The only time you have to compile it is when you get it from, what I gather, is the "official" WLA website. I remember because I downloaded the most recent version (9.5?), only to have no clue what I was supposed to do. I think I remember getting a recent version of WLA that had already been compiled on romhacking.com or something like that, and that the .SNESHEADER did work, but I think I accidentally deleted it awhile back. (I'm not sure why I always clean out my recycling bin...)
Re: lorom to hirom
Posted: Wed Dec 17, 2014 11:13 pm
by 93143
Espozo wrote:I just tried .BASE $3F for SlowROM and It didn't work...
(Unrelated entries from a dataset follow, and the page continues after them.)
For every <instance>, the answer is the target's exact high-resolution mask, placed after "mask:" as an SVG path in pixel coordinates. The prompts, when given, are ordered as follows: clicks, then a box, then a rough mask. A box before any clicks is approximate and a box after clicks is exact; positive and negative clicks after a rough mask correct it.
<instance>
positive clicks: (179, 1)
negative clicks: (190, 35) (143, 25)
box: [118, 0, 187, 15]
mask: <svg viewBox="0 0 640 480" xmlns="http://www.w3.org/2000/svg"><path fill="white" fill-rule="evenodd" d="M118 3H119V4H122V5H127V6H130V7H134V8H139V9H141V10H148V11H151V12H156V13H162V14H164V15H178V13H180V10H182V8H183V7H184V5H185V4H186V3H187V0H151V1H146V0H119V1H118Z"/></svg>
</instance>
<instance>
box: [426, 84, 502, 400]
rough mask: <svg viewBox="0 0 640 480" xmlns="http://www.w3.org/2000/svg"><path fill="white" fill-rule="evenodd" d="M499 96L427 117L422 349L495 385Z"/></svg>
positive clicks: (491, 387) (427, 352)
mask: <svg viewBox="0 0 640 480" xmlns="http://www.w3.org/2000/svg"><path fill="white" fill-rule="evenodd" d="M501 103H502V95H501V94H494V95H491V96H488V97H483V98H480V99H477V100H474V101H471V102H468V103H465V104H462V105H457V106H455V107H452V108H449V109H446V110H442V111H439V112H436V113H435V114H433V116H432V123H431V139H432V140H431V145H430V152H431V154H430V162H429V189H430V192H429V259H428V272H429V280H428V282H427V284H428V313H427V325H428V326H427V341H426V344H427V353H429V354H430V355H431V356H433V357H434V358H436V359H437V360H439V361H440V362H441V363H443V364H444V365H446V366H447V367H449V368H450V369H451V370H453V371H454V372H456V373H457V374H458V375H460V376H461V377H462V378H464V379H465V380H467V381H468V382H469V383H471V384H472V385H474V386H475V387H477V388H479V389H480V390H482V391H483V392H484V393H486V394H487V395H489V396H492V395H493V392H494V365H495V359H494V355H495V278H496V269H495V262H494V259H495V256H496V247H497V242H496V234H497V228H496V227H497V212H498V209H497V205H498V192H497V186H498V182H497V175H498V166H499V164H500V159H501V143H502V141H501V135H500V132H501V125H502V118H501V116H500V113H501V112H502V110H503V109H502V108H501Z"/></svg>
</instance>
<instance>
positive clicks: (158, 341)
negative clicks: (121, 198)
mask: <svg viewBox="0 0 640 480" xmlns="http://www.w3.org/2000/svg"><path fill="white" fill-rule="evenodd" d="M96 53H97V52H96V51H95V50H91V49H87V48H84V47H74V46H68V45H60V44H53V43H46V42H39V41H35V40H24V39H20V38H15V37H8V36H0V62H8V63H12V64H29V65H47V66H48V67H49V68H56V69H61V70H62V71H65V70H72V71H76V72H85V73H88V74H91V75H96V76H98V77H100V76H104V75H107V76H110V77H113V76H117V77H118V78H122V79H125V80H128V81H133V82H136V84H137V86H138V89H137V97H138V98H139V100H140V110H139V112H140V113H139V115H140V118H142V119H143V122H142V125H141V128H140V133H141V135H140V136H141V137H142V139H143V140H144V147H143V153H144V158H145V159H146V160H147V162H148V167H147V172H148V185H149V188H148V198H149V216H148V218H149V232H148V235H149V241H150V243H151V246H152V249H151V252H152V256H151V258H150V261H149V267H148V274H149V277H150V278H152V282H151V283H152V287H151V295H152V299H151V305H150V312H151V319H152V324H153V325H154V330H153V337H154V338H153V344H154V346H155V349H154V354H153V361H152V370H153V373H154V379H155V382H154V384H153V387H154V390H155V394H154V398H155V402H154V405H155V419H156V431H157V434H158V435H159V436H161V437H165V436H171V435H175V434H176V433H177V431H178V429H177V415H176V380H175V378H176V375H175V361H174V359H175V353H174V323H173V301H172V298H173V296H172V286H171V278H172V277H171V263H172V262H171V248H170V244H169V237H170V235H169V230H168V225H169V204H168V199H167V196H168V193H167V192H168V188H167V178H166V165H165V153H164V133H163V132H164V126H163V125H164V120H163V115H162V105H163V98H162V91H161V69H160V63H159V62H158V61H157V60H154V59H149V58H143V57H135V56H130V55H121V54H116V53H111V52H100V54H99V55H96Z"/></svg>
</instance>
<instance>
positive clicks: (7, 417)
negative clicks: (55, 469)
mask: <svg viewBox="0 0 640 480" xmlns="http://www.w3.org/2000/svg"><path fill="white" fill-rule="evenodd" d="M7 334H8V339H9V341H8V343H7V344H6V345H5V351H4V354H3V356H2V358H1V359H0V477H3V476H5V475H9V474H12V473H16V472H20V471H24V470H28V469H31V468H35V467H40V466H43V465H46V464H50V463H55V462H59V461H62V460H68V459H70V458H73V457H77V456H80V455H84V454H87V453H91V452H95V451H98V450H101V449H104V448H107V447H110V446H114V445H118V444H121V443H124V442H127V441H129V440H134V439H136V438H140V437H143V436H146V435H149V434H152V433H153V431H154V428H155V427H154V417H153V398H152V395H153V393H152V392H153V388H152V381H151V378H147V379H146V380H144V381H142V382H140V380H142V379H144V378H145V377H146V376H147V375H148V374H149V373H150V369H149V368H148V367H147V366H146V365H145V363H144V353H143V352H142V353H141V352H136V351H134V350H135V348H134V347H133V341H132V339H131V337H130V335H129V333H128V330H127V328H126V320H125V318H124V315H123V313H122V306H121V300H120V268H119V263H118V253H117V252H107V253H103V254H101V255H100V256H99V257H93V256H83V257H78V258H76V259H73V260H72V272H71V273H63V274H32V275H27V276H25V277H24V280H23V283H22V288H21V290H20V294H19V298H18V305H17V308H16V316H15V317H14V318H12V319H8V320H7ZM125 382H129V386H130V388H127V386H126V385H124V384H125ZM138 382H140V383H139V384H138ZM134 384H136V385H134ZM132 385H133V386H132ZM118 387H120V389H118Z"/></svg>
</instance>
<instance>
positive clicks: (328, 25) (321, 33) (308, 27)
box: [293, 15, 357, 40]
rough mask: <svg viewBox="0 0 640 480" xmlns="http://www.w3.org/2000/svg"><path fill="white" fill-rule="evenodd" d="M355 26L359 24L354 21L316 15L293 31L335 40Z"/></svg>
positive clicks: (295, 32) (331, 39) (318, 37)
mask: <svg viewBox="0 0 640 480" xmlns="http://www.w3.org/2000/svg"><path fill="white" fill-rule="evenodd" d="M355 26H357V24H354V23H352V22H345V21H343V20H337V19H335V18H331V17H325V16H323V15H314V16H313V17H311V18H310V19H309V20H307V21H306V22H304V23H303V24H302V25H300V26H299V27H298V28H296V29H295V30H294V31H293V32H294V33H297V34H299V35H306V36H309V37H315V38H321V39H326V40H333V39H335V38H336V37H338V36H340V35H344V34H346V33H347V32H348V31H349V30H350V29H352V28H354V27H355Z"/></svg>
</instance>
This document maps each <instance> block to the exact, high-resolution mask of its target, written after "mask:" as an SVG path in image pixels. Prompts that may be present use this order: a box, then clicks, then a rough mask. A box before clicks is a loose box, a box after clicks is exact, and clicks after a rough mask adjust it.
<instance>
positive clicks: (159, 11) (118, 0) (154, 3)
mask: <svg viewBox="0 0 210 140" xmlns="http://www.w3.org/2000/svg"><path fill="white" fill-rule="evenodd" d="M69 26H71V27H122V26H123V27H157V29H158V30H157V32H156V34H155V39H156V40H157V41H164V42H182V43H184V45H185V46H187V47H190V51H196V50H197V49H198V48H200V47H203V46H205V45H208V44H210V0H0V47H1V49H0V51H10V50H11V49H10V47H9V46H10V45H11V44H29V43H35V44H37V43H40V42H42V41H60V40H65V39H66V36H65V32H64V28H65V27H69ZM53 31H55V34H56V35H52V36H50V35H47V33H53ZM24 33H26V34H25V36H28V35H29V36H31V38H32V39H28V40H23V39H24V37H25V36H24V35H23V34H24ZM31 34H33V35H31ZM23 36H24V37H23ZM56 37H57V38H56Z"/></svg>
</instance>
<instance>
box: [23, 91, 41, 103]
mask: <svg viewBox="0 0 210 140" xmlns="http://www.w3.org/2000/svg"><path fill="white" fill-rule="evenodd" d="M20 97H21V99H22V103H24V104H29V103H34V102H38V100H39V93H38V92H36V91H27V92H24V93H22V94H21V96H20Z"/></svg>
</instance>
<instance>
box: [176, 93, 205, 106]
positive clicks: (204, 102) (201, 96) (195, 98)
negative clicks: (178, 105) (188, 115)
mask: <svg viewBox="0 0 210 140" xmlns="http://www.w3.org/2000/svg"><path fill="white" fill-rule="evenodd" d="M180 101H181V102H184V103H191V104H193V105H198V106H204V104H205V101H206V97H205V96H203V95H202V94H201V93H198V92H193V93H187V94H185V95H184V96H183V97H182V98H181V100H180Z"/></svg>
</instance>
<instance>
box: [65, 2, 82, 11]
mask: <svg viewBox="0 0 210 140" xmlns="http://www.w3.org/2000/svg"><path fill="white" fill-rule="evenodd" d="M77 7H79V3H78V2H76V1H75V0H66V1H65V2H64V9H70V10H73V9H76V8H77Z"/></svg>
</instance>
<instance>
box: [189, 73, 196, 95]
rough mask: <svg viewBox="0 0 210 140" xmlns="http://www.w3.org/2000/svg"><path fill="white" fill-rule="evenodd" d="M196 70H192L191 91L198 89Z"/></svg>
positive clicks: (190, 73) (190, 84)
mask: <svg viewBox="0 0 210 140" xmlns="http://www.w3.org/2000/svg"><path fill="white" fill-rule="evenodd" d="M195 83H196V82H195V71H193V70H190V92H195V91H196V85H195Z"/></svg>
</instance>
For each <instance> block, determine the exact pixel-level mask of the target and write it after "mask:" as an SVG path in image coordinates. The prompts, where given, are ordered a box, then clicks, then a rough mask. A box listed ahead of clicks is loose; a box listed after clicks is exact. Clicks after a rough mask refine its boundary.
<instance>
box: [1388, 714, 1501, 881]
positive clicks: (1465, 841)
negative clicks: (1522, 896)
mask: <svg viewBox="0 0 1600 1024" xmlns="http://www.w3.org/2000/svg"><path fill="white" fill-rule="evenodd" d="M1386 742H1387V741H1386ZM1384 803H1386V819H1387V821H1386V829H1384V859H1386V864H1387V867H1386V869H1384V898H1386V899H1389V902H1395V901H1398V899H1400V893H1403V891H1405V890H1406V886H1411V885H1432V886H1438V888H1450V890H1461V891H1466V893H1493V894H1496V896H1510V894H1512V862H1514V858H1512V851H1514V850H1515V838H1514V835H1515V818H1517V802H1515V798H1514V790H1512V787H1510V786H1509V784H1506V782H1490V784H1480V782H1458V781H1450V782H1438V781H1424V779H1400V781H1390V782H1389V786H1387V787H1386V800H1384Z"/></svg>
Can you tell where it's loading from when you use $40? The no$sns debugger lets you see the DMA settings, so a breakpoint or a
stp (which no$sns seems to take as a signal to open the debugger) should tell you where the data is actually coming from.
Re: lorom to hirom
Posted: Thu Dec 18, 2014 12:18 am
by ARM9
93143 wrote:
Oh, so .BASE applies to labels themselves, not the use of labels by opcodes?
That is correct.
93143 wrote:
You mean .BASE, right? Because if .BANK didn't work, we'd have much bigger problems...
Yes, sorry I meant .base.
Why can't it come compiled already? It's not like It comes in a zip file or anything... Also, I don't have the slightest idea of what cygwin iirc is.
Presumably because Ville doesn't have time to support binary distributions for every platform, and building it yourself isn't hard. It looks like wla also supports msys now, and VC++, if you prefer any of those to cygwin.
Cygwin is a collection gnu tools ported to windows, iirc is an acronym for if I remember correctly.